Donnerstag: Auf dem Rückweg vom Brötchen holen sehe ich in einer Ecke einen Bettler (darf man die heute noch so nennen, oder diskriminiert man damit wieder irgendwen?) sitzen, der sich mit Hilfe eines kleinen Taschenspiegels die Augenbrauen zupft. Daran kann sich so mancher Gutsituierte ein Beispiel nehmen: Es gibt niemals einen Grund, sein Äußeres zu vernachlässigen.

Bonner Geschäftsleute protestieren in einer ganzseitigen Zeitungsanzeige gegen die geplante einseitige Sperrung der Kaiserstraße: „Die Attraktivität einer Innenstadt ist nicht nur an die Quantität und Qualität seiner Ladenschäfte gekoppelt, sondern auch deren Erreichbarkeit.“ Hat das wirklich niemand gemerkt?

Freitag: Den letzten Urlaubstag verbringe an meinem Lieblingsplatz am Rhein. Eine kleine Spinne krabbelt mir killernd durchs schüttere Beinhaar. Ich bringe es nicht fertig, sie zu erschlagen, da mich die Idee nicht loslässt, es könnte sich um einen längst gestorbenen Verwandten handeln, der mich besucht.

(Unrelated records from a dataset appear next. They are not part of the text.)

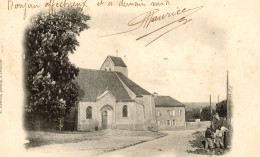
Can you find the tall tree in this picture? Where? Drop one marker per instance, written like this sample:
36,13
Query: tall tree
221,108
205,114
49,75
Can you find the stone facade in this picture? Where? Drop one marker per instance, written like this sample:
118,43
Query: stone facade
112,100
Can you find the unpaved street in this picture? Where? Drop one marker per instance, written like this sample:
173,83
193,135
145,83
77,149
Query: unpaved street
173,145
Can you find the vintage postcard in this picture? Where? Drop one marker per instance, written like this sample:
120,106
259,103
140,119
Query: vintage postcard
130,78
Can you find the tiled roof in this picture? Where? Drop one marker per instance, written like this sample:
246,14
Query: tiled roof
117,61
139,91
167,101
96,82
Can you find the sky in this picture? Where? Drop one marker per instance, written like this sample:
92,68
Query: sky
188,63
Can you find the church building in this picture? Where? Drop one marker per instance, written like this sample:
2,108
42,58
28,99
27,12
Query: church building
112,100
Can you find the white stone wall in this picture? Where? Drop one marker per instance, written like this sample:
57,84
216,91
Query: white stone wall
162,116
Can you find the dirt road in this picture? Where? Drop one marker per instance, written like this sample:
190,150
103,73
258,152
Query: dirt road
173,145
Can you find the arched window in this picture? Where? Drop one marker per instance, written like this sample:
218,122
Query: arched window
89,112
125,112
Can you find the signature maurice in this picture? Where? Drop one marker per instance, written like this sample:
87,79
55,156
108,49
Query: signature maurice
145,20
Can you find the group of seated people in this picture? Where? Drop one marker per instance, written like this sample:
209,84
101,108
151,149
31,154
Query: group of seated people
215,139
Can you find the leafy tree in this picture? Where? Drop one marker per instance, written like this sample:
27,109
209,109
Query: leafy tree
205,114
193,114
49,75
221,108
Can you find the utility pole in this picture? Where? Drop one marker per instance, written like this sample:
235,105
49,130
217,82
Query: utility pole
210,112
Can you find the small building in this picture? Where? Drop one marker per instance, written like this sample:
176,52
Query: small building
113,101
170,113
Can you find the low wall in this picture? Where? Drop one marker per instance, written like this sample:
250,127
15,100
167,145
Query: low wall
197,125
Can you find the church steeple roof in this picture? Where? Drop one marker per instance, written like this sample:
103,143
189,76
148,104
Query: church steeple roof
117,61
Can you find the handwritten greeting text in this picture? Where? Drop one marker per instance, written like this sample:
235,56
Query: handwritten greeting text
145,20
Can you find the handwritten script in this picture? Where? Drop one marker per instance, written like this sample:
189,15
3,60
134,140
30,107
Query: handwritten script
146,19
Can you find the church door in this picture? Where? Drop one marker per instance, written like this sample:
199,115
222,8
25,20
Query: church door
104,120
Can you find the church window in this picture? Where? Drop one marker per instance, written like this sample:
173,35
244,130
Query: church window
179,112
125,111
89,113
169,112
168,122
173,112
158,113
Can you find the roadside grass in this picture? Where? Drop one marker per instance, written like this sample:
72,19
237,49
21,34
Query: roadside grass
198,143
39,138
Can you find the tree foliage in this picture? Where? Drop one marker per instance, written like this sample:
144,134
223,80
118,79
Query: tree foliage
49,75
193,114
205,114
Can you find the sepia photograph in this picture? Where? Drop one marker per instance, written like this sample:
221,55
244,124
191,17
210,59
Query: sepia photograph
131,78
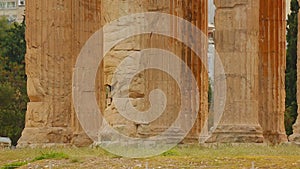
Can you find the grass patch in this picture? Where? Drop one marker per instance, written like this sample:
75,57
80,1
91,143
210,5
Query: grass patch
43,156
14,165
172,152
51,155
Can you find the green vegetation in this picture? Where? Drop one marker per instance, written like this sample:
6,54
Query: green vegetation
43,156
291,68
184,156
51,155
14,165
13,94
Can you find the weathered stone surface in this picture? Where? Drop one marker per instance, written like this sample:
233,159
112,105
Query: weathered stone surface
272,56
296,128
237,34
57,31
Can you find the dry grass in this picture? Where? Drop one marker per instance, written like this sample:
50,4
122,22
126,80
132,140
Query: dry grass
221,156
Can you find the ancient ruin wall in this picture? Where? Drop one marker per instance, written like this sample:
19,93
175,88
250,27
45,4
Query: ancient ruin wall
296,132
57,30
272,56
237,33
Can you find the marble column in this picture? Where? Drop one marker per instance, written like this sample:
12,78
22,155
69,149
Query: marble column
295,137
272,56
236,39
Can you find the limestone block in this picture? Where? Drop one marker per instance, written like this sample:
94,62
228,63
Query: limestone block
41,136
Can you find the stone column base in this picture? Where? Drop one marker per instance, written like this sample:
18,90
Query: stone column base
236,134
45,137
275,137
295,137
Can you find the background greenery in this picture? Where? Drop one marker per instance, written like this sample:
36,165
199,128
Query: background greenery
13,96
291,68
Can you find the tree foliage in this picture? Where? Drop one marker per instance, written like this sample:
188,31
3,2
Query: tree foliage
13,95
291,70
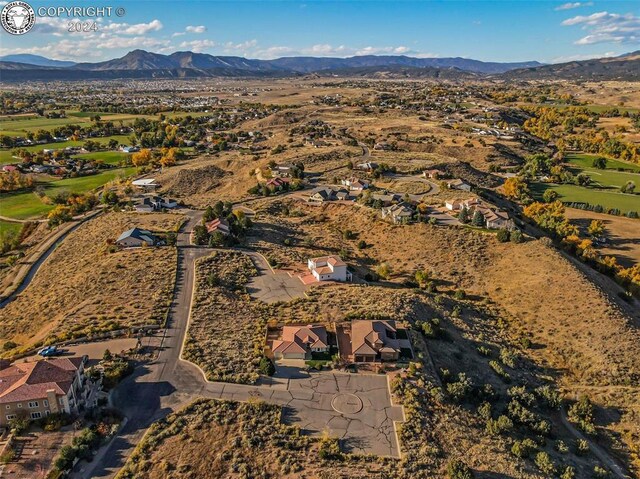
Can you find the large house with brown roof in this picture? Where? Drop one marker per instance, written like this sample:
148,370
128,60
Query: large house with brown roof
373,341
329,268
299,342
37,389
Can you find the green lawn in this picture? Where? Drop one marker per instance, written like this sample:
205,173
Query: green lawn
27,205
585,160
9,226
579,194
108,157
5,155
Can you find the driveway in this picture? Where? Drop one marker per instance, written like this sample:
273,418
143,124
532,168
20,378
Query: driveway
357,408
272,286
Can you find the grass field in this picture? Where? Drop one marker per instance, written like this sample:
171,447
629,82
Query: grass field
5,155
9,226
579,194
28,205
108,157
583,160
21,125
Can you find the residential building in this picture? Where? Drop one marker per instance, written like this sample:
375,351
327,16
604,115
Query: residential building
400,213
37,389
368,166
355,184
155,203
433,174
323,193
145,184
136,237
458,184
329,268
219,225
300,342
373,341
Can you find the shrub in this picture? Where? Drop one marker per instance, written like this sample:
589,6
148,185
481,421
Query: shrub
458,390
516,236
458,470
524,448
460,294
503,235
499,370
266,366
582,447
561,446
383,270
544,463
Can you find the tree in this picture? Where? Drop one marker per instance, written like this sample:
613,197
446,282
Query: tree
200,235
463,216
549,196
596,228
478,219
457,469
515,188
142,157
629,187
266,366
599,162
516,236
503,235
58,215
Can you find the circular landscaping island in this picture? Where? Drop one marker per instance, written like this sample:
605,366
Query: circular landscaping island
346,403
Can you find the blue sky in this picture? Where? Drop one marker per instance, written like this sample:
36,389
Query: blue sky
492,31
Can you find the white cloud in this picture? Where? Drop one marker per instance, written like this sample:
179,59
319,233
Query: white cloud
605,27
196,29
401,50
587,56
136,29
572,5
198,45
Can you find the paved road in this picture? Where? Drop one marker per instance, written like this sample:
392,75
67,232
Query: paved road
36,259
316,401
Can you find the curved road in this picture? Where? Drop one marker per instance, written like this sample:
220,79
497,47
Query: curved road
29,269
168,383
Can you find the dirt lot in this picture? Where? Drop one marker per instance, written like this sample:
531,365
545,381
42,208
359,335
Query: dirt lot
622,234
37,452
85,288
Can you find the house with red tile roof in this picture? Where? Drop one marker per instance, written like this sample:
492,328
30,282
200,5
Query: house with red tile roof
37,389
374,341
329,268
219,225
299,342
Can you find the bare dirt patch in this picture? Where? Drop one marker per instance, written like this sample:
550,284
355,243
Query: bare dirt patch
84,288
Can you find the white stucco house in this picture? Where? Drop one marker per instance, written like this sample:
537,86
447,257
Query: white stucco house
329,268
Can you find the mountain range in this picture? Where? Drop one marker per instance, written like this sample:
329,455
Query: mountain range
143,64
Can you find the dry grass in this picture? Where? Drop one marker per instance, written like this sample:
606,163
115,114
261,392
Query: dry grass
85,289
621,232
243,440
226,332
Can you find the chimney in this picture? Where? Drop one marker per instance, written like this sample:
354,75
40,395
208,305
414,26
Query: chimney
53,401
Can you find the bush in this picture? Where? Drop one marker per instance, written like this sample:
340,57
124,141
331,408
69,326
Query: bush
524,448
582,447
503,235
458,470
266,366
544,463
516,236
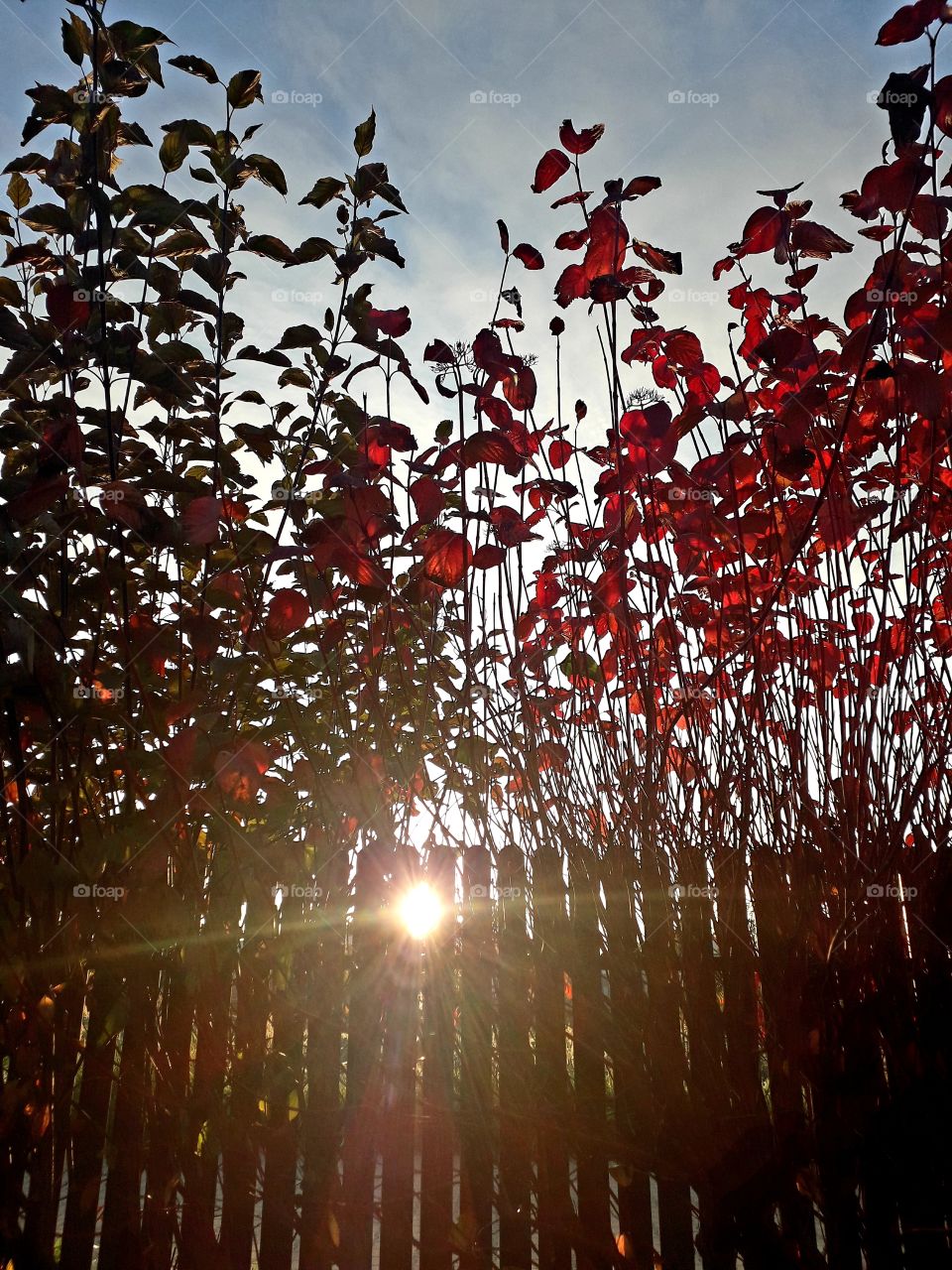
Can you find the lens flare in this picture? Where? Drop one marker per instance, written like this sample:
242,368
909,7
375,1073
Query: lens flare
420,911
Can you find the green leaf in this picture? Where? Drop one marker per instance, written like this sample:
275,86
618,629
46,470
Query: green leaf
322,191
313,249
173,151
195,132
244,87
18,190
268,172
76,40
365,135
195,66
48,218
10,293
372,182
271,246
153,206
128,39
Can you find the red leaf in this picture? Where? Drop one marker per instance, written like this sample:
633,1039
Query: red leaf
530,255
548,590
942,95
445,557
571,240
578,197
608,243
488,557
40,497
509,526
397,436
428,498
651,431
520,389
816,240
572,285
579,143
287,612
391,321
64,309
665,262
492,447
200,520
909,22
438,352
552,166
239,772
765,231
558,453
642,186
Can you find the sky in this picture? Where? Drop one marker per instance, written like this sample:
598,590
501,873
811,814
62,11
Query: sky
719,98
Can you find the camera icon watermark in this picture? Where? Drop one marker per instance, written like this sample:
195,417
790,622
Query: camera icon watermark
880,96
876,296
90,96
296,298
94,890
692,298
693,695
291,96
296,890
875,890
490,96
95,693
282,494
689,96
682,494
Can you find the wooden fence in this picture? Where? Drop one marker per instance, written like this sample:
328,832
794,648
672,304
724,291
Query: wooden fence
583,1067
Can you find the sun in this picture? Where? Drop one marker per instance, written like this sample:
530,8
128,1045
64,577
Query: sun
420,911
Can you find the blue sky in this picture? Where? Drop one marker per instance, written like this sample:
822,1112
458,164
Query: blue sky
777,91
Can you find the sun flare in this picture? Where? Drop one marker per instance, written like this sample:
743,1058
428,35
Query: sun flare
420,911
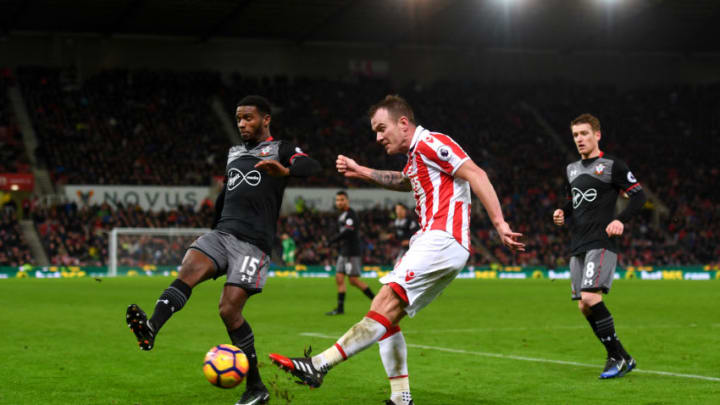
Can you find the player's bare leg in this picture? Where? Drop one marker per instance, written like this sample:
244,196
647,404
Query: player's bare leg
619,362
231,305
387,309
340,282
196,267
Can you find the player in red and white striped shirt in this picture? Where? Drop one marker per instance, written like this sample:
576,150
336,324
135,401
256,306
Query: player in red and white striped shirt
441,177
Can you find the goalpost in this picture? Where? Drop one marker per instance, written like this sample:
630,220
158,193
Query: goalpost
142,246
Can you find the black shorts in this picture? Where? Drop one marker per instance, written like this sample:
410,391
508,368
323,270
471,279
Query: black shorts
592,271
245,264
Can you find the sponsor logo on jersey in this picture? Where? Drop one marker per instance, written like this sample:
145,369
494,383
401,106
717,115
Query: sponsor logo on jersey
444,153
579,196
236,177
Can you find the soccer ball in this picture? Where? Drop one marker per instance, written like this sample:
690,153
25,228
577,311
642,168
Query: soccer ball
225,366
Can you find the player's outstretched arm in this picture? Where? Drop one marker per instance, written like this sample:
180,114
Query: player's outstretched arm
384,178
301,167
484,190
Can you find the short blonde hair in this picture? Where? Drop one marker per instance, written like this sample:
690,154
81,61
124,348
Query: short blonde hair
587,119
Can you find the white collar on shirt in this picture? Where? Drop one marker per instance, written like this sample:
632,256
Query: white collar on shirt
419,131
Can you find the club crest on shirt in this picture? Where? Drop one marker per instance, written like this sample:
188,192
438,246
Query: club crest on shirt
444,153
265,151
631,178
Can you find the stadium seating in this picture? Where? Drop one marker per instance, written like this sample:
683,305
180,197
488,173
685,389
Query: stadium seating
122,127
141,127
75,235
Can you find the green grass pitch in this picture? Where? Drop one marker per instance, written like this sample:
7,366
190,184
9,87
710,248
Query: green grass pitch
482,342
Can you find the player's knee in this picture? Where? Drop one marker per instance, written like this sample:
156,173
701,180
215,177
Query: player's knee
589,299
195,268
230,314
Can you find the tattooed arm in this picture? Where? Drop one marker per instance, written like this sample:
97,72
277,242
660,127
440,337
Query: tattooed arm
384,178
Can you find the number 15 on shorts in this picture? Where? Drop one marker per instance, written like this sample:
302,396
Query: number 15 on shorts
248,269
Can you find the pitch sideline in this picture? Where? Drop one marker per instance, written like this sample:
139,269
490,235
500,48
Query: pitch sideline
531,359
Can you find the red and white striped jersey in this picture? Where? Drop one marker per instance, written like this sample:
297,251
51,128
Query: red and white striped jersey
442,201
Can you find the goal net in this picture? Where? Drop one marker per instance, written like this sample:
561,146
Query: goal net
142,247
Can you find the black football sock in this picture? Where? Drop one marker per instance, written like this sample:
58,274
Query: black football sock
592,323
368,293
605,330
171,301
243,338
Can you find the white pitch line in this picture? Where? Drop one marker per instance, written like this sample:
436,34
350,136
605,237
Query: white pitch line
533,359
477,330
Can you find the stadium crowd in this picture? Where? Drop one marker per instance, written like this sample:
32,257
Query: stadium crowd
140,127
125,127
75,235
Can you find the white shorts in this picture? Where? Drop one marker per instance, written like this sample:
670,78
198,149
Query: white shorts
434,260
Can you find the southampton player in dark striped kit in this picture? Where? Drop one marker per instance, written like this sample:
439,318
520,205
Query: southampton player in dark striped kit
239,246
350,250
595,182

Neben Schiffsbetrachtungen (ich kenne nur weniges, was vergleichbar entspannt) lese ich in einem alten Tagebuch. Zum Thema Schreiben vermerkte ich dort am 27. Juni 2010: „… am Text gearbeitet, erhebliche Zweifel. Ich muss das einfach locker sehen, damit aufhören, anzunehmen, es könnte etwas mit Literatur zu tun haben.“

Samstag: „Lust auf Friedrichstraße“, verkünden über ebendieser aufgehängte Transparente. Lust auf ein Glas Wein verspürten wir am späteren Abend nach dem Essen und suchten das dortige Weinlokal auf, wo wir im Außenbereich einen freien Tisch fanden. Doch wurde der Geliebte vom Personal mit deutlichen Worten des Platzes verwiesen, da er noch an den Resten eines zuvor gekauften Eises knabberte („schließlich bieten wir hier aus Speisen an“, so die Begründung). Daraufhin entsannen wir uns der heimischen Weinvorräte und nahmen die Gastfreundschaft des Lokales nicht länger in Anspruch.

Sonntag: Siebenunddreißig Prozent der Befragten lehnen die Zulassung dieser neuen, derzeit aufmerksamkeitsumtosten Elektoroller ab, steht in der Sonntagszeitung. Ich habe nichts gegen die Dinger, außer dass ich sie vielleicht etwas albern und überflüssig finde. Ausleihen werde ich mir wohl keinen, ich wüsste nicht, wozu.